Starting last month, top Ukrainian officials began pushing an alarmist narrative that “world war 3 has already begun” – as the head of Ukraine’s National Security and Defence Council, Aleksey Danilov, claimed in early September. The words were spoken after it became clear that Ukraine’s military was losing, and now Time magazine has confirmed the military doesn’t have the manpower to fight off the Russians. Naturally, Kiev must find new ways to draw in more direct support from key European powers.
“If somebody thinks that World War III hasn’t started, then it’s a huge mistake. It has already begun. It had been underway in a hybrid period for some time and has now entered an active phase,” Danilov said before the Kiev Security Forum at the time (early Sept). More than a month later, some European leaders have begun to echo the same warning.
Significantly, this week Germany Defense Minister Boris Pistorius said in a media interview that German residents must start getting used to the idea of the spectre of war in Europe.
“We have to get used to the idea that there may be a threat of war in Europe,” he said in the national broadcast interview. “Germany must be able to defend itself. We must be prepared for war.”
He was responding to questions related to Germany being slow to rearmament itself in the wake of the Russian war in Ukraine, and now with the prospect of the Gaza-Israel conflict spilling over into a broader Mideast regional war:
He believes that the conflict in the Middle East and Russia’s war against Ukraine shall have consequences for German society. In particular, Germany must be able to defend itself, and this applies to both the Bundeswehr and society.
“We have to become capable of fighting,” Pistorius said.
“Unfortunately, everything that has been spoiled for 30 years cannot be fixed in 19 months,” Pistorius admitted in the fresh remarks. But he still pushed back against the critics.
Pistorius rejected accusations that the federal government was too slow to react to the so-called turning point. He stressed that not only had a €100 billion special fund for the Bundeswehr been set up, but that state bodies had also been changed.
Germany has meanwhile been among those western powers that see conflicts in the Middle East and Eastern Europe as related, with Russia being a prime bad actor exacerbating tensions (the Kremlin has in turn said the same thing about the West and the US in particular).
On Monday, German Foreign Minister Annalena Baerbock, at a meeting of EU foreign ministers in Luxembourg, claimed that President Vladimir Putin is taking joy in the crisis in the Middle East. “We can see that the Russian president is certainly happy, given the situation in the Middle East. That is why we are looking at Ukraine even more closely than we have done in the past,” she said.

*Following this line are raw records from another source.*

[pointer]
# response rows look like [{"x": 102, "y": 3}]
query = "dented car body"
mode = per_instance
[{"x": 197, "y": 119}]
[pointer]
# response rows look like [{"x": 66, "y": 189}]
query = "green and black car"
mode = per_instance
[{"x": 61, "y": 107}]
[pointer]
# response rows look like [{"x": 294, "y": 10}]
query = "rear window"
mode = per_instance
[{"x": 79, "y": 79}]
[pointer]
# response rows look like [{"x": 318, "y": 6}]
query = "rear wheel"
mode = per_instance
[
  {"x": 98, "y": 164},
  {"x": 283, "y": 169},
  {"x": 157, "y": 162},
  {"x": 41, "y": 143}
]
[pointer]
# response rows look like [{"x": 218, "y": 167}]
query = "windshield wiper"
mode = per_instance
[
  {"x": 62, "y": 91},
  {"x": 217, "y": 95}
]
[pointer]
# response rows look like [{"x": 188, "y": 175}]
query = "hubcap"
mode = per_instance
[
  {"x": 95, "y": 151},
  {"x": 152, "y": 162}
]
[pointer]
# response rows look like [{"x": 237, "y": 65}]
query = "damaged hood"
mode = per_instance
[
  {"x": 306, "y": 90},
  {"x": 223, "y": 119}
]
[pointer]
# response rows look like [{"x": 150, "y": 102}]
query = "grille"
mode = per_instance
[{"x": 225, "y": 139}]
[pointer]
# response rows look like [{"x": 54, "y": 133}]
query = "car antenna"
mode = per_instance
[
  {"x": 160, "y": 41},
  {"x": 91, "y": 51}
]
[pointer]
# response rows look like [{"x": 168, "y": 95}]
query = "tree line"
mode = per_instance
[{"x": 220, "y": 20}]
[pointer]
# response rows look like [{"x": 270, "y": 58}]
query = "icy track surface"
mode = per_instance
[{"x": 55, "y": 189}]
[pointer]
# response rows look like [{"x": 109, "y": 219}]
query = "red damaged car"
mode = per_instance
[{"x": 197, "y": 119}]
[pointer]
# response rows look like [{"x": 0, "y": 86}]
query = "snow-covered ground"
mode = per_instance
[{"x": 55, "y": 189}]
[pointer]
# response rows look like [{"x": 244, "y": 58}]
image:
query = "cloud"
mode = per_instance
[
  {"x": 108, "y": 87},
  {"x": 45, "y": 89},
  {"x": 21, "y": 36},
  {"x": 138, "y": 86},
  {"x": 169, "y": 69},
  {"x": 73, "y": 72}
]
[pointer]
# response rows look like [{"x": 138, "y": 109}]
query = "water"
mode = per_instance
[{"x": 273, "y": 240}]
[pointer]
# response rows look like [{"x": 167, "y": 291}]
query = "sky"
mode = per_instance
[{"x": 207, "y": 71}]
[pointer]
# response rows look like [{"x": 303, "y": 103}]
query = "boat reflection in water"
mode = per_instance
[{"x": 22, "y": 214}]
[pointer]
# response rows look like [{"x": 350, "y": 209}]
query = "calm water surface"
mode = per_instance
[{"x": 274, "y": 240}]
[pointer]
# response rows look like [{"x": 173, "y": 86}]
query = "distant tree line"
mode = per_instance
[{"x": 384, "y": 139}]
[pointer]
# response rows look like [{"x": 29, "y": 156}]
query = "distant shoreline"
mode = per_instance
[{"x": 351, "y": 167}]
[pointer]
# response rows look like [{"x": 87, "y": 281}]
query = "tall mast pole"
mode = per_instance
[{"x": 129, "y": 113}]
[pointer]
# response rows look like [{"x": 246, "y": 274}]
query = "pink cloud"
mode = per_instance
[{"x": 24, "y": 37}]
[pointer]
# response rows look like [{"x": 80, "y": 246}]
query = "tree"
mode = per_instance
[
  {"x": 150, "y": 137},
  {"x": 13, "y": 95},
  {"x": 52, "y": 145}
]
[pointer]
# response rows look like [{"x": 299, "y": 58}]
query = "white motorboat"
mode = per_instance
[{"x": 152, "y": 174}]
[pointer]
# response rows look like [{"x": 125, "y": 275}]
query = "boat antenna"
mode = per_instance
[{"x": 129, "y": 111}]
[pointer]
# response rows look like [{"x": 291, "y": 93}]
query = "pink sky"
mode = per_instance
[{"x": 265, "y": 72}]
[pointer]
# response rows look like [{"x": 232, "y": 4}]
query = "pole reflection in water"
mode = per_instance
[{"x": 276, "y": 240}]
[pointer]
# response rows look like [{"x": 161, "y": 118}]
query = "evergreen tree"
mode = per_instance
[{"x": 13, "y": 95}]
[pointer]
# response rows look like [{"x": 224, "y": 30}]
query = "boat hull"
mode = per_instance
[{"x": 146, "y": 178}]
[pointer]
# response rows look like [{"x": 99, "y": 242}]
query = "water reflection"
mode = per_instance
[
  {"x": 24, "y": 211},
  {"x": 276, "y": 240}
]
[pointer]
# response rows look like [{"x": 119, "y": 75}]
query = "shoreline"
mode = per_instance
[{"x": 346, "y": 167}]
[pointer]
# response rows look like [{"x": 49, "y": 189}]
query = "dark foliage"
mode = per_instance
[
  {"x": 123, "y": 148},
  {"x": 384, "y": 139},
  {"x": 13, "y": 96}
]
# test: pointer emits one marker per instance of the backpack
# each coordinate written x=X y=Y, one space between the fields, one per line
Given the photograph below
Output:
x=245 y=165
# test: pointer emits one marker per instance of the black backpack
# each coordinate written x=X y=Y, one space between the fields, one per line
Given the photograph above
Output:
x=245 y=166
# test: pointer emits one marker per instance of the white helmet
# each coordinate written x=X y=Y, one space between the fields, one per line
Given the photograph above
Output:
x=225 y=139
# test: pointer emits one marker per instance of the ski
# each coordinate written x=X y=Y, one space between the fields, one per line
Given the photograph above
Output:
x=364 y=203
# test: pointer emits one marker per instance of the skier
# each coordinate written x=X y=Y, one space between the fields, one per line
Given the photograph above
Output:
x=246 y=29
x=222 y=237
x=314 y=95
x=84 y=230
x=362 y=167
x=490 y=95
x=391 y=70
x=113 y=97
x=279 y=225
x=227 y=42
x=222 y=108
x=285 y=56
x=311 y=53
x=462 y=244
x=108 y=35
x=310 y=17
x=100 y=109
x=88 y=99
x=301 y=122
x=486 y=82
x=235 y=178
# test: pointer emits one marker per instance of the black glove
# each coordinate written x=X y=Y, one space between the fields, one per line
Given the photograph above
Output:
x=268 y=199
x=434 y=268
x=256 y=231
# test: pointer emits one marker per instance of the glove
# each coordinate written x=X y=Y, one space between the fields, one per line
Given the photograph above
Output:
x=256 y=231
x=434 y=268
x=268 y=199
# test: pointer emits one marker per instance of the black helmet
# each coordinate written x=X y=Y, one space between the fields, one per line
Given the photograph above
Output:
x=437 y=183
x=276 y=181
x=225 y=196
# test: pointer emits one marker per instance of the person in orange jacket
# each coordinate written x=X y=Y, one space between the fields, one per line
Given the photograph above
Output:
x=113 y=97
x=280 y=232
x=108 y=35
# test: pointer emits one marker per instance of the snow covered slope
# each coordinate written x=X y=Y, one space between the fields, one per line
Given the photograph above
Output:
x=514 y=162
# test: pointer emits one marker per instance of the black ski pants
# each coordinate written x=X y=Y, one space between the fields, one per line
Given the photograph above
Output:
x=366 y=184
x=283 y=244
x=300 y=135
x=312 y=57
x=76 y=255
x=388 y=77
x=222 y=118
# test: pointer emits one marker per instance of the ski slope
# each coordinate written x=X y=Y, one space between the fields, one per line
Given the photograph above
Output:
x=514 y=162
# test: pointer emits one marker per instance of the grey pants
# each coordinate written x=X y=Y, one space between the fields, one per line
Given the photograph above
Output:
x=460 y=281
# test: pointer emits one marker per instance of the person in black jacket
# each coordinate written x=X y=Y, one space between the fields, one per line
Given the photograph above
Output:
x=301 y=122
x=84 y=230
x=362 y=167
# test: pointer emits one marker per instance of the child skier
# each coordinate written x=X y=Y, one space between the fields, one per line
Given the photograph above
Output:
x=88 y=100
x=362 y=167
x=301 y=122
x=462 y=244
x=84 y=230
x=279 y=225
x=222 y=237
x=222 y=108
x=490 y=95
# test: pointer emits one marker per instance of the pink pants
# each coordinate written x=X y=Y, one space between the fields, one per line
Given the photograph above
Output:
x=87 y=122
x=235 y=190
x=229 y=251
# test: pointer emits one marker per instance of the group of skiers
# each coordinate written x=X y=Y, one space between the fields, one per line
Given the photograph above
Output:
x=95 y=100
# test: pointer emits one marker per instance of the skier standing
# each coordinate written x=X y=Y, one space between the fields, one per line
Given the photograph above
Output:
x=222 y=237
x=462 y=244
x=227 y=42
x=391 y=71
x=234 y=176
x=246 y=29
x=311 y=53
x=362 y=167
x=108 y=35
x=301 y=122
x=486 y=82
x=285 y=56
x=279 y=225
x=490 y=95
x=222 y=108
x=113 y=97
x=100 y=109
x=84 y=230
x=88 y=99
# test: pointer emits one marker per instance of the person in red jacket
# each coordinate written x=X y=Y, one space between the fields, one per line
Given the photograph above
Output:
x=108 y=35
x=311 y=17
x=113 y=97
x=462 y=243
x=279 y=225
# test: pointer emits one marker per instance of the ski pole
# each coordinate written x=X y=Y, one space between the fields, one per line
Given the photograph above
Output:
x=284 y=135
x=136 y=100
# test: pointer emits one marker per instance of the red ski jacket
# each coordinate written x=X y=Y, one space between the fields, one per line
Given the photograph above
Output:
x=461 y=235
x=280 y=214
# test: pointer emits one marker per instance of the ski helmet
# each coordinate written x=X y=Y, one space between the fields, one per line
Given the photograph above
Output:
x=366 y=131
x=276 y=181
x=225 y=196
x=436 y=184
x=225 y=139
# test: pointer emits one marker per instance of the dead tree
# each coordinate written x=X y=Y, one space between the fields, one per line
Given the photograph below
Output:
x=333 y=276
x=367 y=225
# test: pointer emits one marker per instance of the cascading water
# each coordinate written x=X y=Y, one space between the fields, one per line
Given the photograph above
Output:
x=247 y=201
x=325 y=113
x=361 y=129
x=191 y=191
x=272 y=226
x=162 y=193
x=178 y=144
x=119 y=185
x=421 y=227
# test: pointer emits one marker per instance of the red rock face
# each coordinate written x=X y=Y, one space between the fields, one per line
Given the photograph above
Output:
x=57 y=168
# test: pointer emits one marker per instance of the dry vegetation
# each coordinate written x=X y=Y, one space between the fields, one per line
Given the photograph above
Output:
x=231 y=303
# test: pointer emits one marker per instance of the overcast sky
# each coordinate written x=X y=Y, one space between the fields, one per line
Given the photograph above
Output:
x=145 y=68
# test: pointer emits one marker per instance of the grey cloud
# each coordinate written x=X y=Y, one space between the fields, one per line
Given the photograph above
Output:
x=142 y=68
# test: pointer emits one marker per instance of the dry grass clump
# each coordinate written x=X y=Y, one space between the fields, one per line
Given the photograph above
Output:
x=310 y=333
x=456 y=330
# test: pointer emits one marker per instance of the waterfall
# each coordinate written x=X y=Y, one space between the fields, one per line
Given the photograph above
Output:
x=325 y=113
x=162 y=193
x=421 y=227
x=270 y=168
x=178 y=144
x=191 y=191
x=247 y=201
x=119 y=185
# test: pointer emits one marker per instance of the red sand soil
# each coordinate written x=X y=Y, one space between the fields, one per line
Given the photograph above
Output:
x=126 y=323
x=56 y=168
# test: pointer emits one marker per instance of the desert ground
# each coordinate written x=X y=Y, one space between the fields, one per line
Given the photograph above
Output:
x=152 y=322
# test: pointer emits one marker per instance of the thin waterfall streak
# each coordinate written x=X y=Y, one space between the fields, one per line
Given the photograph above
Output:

Zelensky, too, has expressed increased concern that world powers have taken their eye off the ball as they focus on events in Gaza. But Defence Minister Pistorius, along with Baerbock, has sought to assure the Ukrainians that Berlin will not lessen its support for Kiev based on the Israel-Gaza conflict.
A fresh segment on Russian TV wherein popular pundits threaten war on Germany:
Meanwhile, Germany’s new ‘turn’ towards rebuilding its military could help drive new populist politicians’ efforts at curtailing this new expanse of Berlin’s reviving military-industrial complex:
Wagenknecht’s politics clearly resonate with the German public. A recent survey of German voters found that 14% would vote for a Wagenknecht party, putting it just one point behind the governing Social Democrats (SPD) and two points ahead of the Green party. It speaks to the breadth of Wagenknecht’s coalition that, if initial polls are to be believed, she would take votes not only from her own former political home, but also from the centre-right CDU, the left-leaning Greens and the pro-business FDP. Most of all, though, Wagenknecht is trying to appeal to a section of AfD voters. Much of the party’s success in recent elections, she claims, comes from Germans who “don’t vote for the AfD because they’re rightwing. They vote for the AfD because they’re angry.” Wagenknecht’s attempts to siphon off the AfD’s protest voters currently seems like the only viable plan to mitigate the far-right party’s electoral success.
Far left and far right movements in Germany and broadly in Europe remain distrustful of increased military spending, especially accompanied by politicians’ pleas for society to “prepare for war” – while silencing voices that seek a ceasefire and a diplomatic offramp.